The potential for astrocyte participation in central nervous system recovery is highlighted by in vitro experiments demonstrating their capacity to transdifferentiate into neurons. Understanding astrocyte plasticity could be advanced by comparing astrocytes with stem cells. RNA sequencing (RNA-seq) is ideal for comparing differences across cell types. However, this novel multi-stage process has the potential to introduce unwanted technical variation at several points in the experimental workflow. Quantitative understanding of the contribution of experimental parameters to technical variation would facilitate the design of robust RNA-Seq experiments.
Researchers from New Mexico State University utlilized RNA-Seq to achieve their biological and technical objectives. The biological aspect compared gene expression between normal human fetal-derived astrocytes and human neural stem cells cultured in identical conditions. When differential expression threshold criteria of |log2 fold change| > 2 were applied to the data, no significant differences were observed. The technical component quantified variation arising from particular steps in the research pathway, and compared the ability of different normalization methods to reduce unwanted variance. To facilitate this objective, a liberal false discovery rate of 10% and a |log2 fold change| > 0.5 were implemented for the differential expression threshold. Data were normalized with RPKM, TMM, and UQS methods using JMP Genomics. The contributions of key replicable experimental parameters (cell lot; library preparation; flow cell) to variance in the data were evaluated using principal variance component analysis. Their analysis showed that, although the variance for every parameter is strongly influenced by the normalization method, the largest contributor to technical variance was library preparation. The ability to detect differentially expressed genes was also affected by normalization; differences were only detected in non-normalized and TMM-normalized data.
The similarity in gene expression between astrocytes and neural stem cells supports the potential for astrocytic transdifferentiation into neurons, and emphasizes the need to evaluate the therapeutic potential of astrocytes for central nervous system damage. The choice of normalization method influences the contributions to experimental variance as well as the outcomes of differential expression analysis. However irrespective of normalization method, these findings illustrate that library preparation contributed the largest component of technical variance.

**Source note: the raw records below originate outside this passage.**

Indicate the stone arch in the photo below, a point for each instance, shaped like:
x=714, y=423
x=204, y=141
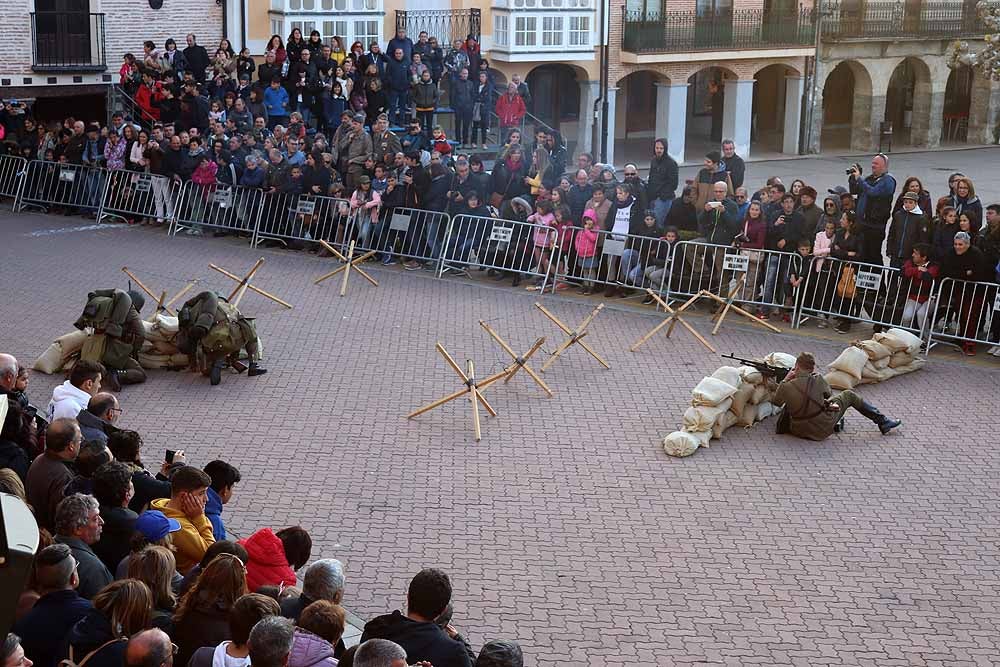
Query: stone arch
x=908, y=102
x=846, y=107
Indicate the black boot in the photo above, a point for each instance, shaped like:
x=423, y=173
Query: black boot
x=885, y=424
x=215, y=374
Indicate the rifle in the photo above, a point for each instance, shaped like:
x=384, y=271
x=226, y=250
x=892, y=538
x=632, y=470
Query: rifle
x=777, y=372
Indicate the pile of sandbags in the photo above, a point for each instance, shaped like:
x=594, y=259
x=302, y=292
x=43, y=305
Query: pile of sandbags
x=160, y=347
x=885, y=355
x=730, y=396
x=55, y=357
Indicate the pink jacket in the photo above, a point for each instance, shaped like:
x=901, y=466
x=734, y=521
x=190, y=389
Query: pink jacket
x=821, y=249
x=585, y=242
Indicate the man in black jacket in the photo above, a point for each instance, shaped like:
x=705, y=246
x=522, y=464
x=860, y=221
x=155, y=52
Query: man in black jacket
x=416, y=632
x=661, y=187
x=197, y=58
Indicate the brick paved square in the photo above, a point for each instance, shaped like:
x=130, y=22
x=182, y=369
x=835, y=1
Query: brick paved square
x=566, y=528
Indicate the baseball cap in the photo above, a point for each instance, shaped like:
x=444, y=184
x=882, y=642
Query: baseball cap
x=155, y=525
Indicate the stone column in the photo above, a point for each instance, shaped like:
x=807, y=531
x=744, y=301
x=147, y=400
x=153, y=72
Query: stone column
x=589, y=90
x=671, y=117
x=612, y=102
x=736, y=114
x=793, y=114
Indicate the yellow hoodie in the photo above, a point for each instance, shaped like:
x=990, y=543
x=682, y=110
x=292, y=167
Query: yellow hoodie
x=192, y=540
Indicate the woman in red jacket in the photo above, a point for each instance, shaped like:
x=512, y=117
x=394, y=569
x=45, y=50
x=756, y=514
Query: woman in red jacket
x=275, y=557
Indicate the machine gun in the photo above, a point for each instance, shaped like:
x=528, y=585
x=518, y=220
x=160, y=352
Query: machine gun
x=767, y=370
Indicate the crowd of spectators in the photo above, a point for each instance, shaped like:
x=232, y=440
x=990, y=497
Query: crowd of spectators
x=135, y=566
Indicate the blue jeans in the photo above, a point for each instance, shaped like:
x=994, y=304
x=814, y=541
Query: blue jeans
x=660, y=208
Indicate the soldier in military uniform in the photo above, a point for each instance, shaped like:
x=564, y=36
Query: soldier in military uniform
x=813, y=411
x=213, y=332
x=117, y=336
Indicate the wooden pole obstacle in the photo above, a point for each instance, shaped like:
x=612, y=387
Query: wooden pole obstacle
x=161, y=305
x=243, y=284
x=472, y=389
x=575, y=336
x=519, y=361
x=349, y=262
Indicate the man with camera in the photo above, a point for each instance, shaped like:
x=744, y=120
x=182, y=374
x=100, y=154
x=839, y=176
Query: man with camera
x=874, y=208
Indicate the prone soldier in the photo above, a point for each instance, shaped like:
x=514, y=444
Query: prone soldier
x=813, y=411
x=212, y=332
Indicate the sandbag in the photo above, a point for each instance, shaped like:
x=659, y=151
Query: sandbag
x=741, y=398
x=711, y=391
x=50, y=361
x=780, y=359
x=899, y=359
x=702, y=418
x=729, y=375
x=911, y=340
x=751, y=375
x=761, y=393
x=840, y=380
x=892, y=342
x=874, y=349
x=851, y=361
x=681, y=444
x=726, y=420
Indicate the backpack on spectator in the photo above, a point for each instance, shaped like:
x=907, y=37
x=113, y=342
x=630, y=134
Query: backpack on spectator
x=69, y=662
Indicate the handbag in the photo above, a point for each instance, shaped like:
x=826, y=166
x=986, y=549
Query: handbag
x=847, y=286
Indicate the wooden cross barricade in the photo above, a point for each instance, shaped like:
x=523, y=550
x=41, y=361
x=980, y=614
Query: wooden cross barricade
x=472, y=389
x=161, y=304
x=519, y=361
x=243, y=284
x=575, y=336
x=349, y=262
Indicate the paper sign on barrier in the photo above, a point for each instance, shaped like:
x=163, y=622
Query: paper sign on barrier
x=612, y=247
x=736, y=263
x=400, y=222
x=501, y=234
x=868, y=279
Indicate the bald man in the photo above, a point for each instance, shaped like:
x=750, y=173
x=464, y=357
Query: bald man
x=149, y=648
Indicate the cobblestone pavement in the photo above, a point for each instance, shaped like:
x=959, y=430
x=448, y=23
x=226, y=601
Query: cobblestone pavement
x=567, y=527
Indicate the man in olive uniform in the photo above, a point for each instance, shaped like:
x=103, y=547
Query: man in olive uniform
x=213, y=332
x=813, y=411
x=118, y=335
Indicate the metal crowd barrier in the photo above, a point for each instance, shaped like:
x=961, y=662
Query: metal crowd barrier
x=12, y=171
x=596, y=257
x=76, y=188
x=965, y=312
x=292, y=219
x=229, y=209
x=761, y=277
x=497, y=244
x=406, y=233
x=855, y=292
x=132, y=194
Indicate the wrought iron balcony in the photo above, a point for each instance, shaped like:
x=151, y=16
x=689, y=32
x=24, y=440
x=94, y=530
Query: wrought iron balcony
x=893, y=20
x=67, y=41
x=683, y=32
x=445, y=24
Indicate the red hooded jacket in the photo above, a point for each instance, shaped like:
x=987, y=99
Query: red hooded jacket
x=268, y=564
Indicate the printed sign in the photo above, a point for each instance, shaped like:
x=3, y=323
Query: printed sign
x=736, y=263
x=612, y=247
x=501, y=234
x=868, y=279
x=305, y=206
x=223, y=197
x=400, y=222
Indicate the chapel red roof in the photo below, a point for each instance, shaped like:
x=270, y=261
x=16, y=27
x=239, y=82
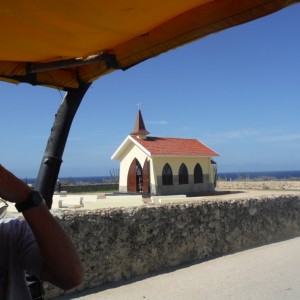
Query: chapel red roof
x=174, y=146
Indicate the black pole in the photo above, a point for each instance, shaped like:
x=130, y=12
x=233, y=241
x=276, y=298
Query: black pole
x=50, y=165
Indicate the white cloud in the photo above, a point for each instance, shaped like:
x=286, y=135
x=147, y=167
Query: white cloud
x=162, y=122
x=257, y=135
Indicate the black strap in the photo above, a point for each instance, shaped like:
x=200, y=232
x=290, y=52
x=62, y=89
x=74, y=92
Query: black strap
x=35, y=286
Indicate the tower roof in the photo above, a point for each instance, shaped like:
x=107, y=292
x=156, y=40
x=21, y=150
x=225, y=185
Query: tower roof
x=139, y=127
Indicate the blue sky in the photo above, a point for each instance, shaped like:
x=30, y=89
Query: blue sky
x=237, y=91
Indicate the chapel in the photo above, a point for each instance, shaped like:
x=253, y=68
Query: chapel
x=164, y=165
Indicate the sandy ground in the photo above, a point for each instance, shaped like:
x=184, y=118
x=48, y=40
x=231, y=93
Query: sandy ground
x=280, y=185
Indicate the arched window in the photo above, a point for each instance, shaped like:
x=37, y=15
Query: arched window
x=183, y=174
x=198, y=174
x=167, y=175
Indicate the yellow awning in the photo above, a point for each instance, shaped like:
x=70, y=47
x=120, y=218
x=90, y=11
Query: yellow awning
x=62, y=43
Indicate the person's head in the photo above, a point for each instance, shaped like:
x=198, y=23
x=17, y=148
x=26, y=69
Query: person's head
x=3, y=208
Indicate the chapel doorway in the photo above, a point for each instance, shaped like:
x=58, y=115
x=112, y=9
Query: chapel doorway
x=138, y=177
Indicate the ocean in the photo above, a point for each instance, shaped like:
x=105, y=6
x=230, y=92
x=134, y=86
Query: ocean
x=223, y=176
x=281, y=175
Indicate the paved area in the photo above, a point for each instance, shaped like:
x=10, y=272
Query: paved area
x=270, y=272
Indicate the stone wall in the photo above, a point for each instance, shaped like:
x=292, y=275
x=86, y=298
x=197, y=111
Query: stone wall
x=86, y=188
x=116, y=244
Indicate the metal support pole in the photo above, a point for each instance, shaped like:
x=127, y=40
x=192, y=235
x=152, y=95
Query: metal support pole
x=50, y=165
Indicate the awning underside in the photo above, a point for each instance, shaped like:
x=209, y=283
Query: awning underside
x=63, y=43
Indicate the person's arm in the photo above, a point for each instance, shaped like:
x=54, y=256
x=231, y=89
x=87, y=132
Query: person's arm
x=62, y=264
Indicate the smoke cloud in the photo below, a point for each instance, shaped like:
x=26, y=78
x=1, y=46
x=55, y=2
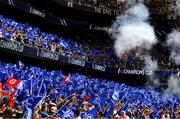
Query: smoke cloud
x=132, y=30
x=173, y=42
x=178, y=6
x=174, y=84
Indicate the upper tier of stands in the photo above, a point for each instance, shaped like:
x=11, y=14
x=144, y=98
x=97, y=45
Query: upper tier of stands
x=98, y=98
x=162, y=7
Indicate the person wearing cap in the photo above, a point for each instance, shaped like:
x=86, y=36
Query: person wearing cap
x=85, y=106
x=123, y=115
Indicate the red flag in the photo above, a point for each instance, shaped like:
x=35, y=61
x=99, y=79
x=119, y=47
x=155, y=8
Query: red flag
x=11, y=102
x=12, y=82
x=86, y=98
x=66, y=79
x=4, y=92
x=0, y=86
x=12, y=94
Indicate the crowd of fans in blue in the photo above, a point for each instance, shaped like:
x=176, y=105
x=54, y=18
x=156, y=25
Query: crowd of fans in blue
x=161, y=7
x=51, y=94
x=99, y=55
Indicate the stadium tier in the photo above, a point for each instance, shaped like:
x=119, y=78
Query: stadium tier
x=77, y=59
x=99, y=55
x=32, y=92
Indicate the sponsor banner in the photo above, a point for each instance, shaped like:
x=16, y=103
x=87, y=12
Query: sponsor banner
x=37, y=12
x=97, y=28
x=12, y=45
x=107, y=11
x=78, y=62
x=99, y=67
x=49, y=54
x=135, y=72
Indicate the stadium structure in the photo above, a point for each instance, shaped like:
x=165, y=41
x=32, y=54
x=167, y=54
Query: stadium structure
x=90, y=59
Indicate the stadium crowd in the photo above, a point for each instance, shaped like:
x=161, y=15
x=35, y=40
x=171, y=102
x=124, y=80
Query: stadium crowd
x=99, y=55
x=157, y=7
x=32, y=92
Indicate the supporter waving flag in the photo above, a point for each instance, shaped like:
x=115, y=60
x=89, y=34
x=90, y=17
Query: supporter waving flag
x=12, y=82
x=66, y=79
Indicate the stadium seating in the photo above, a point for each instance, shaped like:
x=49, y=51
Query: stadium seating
x=34, y=91
x=104, y=56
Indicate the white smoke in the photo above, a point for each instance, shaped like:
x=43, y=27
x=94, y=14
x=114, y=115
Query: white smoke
x=132, y=30
x=173, y=42
x=150, y=65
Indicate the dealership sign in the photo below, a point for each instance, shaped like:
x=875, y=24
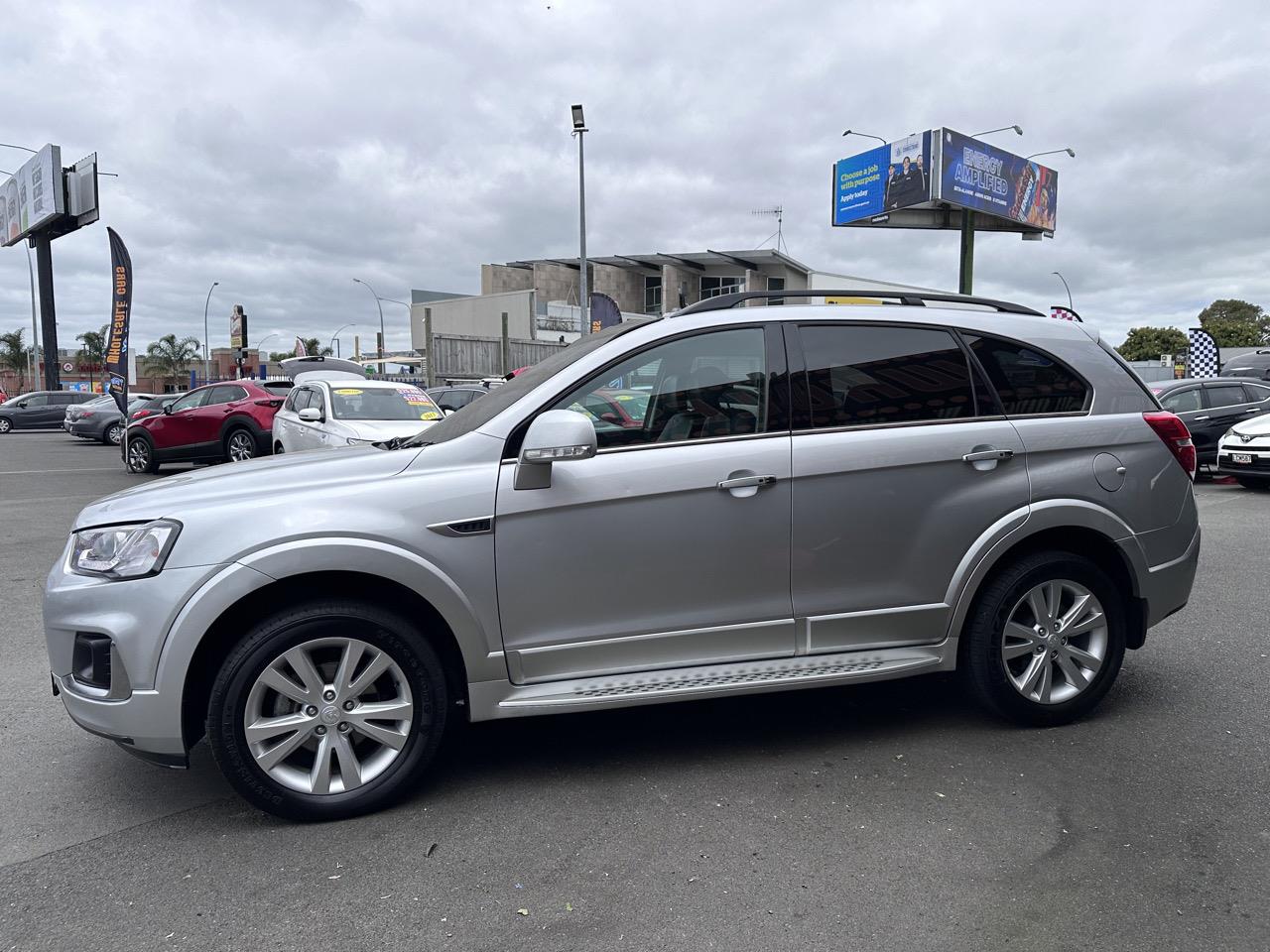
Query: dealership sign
x=883, y=179
x=32, y=195
x=944, y=168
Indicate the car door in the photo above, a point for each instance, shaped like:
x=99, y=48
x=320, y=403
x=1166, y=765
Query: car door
x=670, y=547
x=902, y=461
x=177, y=430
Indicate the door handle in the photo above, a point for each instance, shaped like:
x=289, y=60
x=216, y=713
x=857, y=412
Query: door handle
x=740, y=481
x=988, y=454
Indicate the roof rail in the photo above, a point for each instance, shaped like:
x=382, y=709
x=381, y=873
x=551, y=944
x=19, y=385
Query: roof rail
x=911, y=298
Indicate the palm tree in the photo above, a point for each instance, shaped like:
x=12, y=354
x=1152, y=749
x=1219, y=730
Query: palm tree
x=172, y=357
x=93, y=350
x=13, y=354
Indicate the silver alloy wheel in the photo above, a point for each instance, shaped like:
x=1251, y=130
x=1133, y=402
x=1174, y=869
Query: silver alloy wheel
x=327, y=716
x=241, y=447
x=139, y=456
x=1055, y=643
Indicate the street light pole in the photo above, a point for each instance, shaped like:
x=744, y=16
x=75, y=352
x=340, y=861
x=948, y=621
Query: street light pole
x=207, y=353
x=579, y=130
x=1069, y=291
x=380, y=349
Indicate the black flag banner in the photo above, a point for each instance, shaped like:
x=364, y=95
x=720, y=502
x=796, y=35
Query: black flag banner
x=121, y=313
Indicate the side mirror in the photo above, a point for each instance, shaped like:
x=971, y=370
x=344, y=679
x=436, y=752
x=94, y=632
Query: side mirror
x=557, y=435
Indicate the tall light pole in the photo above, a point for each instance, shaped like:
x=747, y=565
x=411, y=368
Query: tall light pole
x=1069, y=291
x=579, y=130
x=207, y=353
x=380, y=349
x=334, y=338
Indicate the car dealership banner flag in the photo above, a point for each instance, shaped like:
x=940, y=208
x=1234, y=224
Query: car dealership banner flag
x=121, y=313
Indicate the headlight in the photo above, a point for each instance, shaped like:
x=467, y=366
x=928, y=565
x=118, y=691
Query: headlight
x=123, y=551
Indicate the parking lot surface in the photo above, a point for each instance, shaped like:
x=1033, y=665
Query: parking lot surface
x=887, y=816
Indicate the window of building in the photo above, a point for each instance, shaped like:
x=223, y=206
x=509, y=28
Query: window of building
x=775, y=285
x=1028, y=381
x=861, y=376
x=717, y=285
x=653, y=294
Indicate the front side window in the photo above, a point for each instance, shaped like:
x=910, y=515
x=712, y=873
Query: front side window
x=1028, y=381
x=1182, y=402
x=698, y=388
x=721, y=285
x=194, y=398
x=861, y=375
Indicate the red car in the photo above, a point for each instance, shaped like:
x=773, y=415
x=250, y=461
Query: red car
x=220, y=421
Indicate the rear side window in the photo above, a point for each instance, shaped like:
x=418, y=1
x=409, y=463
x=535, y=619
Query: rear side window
x=1026, y=380
x=862, y=375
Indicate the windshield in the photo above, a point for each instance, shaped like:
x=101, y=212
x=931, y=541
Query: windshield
x=477, y=413
x=402, y=403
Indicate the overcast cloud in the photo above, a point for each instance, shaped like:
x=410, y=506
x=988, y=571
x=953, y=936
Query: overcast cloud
x=287, y=148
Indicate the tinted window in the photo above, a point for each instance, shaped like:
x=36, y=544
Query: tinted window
x=226, y=395
x=870, y=376
x=1182, y=400
x=706, y=386
x=1028, y=381
x=1224, y=395
x=194, y=398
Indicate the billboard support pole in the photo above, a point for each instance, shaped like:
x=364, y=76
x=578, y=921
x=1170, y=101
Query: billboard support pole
x=48, y=312
x=965, y=280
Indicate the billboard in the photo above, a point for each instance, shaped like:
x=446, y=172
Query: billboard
x=987, y=179
x=894, y=176
x=32, y=195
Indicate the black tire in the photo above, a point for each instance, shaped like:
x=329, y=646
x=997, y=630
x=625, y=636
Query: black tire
x=980, y=664
x=240, y=440
x=141, y=454
x=266, y=643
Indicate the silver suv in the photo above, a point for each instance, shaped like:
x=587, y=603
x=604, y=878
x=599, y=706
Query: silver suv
x=721, y=502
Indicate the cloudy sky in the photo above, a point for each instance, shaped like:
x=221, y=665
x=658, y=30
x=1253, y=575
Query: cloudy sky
x=284, y=149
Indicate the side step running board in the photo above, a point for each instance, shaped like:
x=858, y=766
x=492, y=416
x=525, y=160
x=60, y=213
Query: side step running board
x=744, y=676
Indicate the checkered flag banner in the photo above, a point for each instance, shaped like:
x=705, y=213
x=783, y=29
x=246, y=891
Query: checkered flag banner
x=1206, y=359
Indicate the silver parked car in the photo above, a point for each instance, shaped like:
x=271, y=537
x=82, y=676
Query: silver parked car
x=810, y=497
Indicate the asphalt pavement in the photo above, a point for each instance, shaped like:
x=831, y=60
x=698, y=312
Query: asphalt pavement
x=887, y=816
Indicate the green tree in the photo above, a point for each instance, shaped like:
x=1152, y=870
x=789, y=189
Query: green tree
x=1150, y=343
x=1234, y=322
x=313, y=347
x=93, y=349
x=14, y=354
x=171, y=357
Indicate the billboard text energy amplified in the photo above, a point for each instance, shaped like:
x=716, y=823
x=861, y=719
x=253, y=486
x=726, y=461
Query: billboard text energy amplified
x=894, y=176
x=983, y=178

Conditional (cell line) and technical (library, lot, flow cell)
contributions to variation between replicate samples
Box plots (a, c, e, g) show log2 fold-changes between technical replicates for both cell lines (hNSC, green; NHA, violet) and between cell lines (blue). Pie charts demonstrate that the contribution of different components to sample variance (b, d, f, h). Principal variance component analysis revealed the influence of cell line (blue), flow cell (red), library preparation (yellow), cell lot (light green), and re-sidual variance (black). The estimates are shown for log2 transformed data (a, b), RPKM normalized data (c, d), TMM normalized data (E,F) and UQS normalized data (G, H).